Figure 10 shows scatter plots for gene-wise log-transformed p-values for some of the GWAS we discussed above, namely, the severe COVID-19 GWAS against the M05B medication class and rheumatoid arthritis GWAS. Significance thresholds for the (simple) product-normal are also indicated. We note that the boundaries of the scattered p-value distributions appear to follow product-normal significance curves, justifying our choice to take the single-element product-normal to define significance thresholds for the combined χ2 statistic.
GWAS gene scores, obtained separately for two GWAS using joint qq-normalization and standard χ2 based enrichment test, plotted against each other. Each point corresponds to a gene. The gray dotted line marks the diagonal corresponding to equal − log10 p-values. The orange and red dashed curves mark the simple gene-wise product-normal threshold curves for significance of p < 10−6 and Bonferroni significance, respectively. The color of a gene (orange and red) indicates the full SNP-wise cross scored p-value (p < 10−6 and Bonferroni significant, respectively).
The left plot of figure 10 shows the co-analysis of COVID-19 and M05B GWAS signals. We observe that CCR1 and CCR3 are also Bonferroni significant under the simple meta-analysis test, however not LZTFL1. Also, while CCR9 and CXCR6 cross the p < 10−6 threshold under the coherence test, not so under the simple single-element product-normal test. This confirms that the coherence test can improve the signal strength and may lead to fewer false negatives. The right plot of figure 10 shows severe COVID-19 against RA. While, again, all Bonferroni significant genes are also Bonferroni significant under the single-element test, we observe several additional genes which appear to be Bonferroni significant under the simple test. For instance, it appears that the single element test cannot completely resolve the TRIM gene cluster and hence may lead to false positives.
3 Discussion
The work presented here relies on the novel mathematical finding that the null distribution of the normal product of two effect size vectors with the same known covariance structure can be expressed as a weighted χ2 difference distribution (cf., eq. (2.2)).

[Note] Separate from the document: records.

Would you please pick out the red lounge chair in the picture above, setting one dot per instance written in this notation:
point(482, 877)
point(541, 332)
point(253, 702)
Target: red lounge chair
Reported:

Moreover, we showed that the ratio between this product and the square of one of the vectors—which allows for testing causal relationships—also relates to this distribution. In both cases the corresponding cdf and tail probabilities can be computed efficiently with Davies’ algorithm.
This insight applies to GWAS because it enables testing for coherent SNP-wise effects within a gene window for two different traits. Importantly, our test is different from an additive test looking merely for co-significance. Indeed, testing whether the signs of the effects sizes tend to be identical (or opposite) within the window has potentially more power to identify genes that modulate both traits. Furthermore, our test is statistically rigorous, properly accounting for the SNPs’ correlation structure (i.e., LD), while still being able to be computed rapidly and accurately without any approximations. We have to assume the existence of an underlying joint normal distribution, and the possibility of jointly inferring the SNPs dependency pattern from a reference population.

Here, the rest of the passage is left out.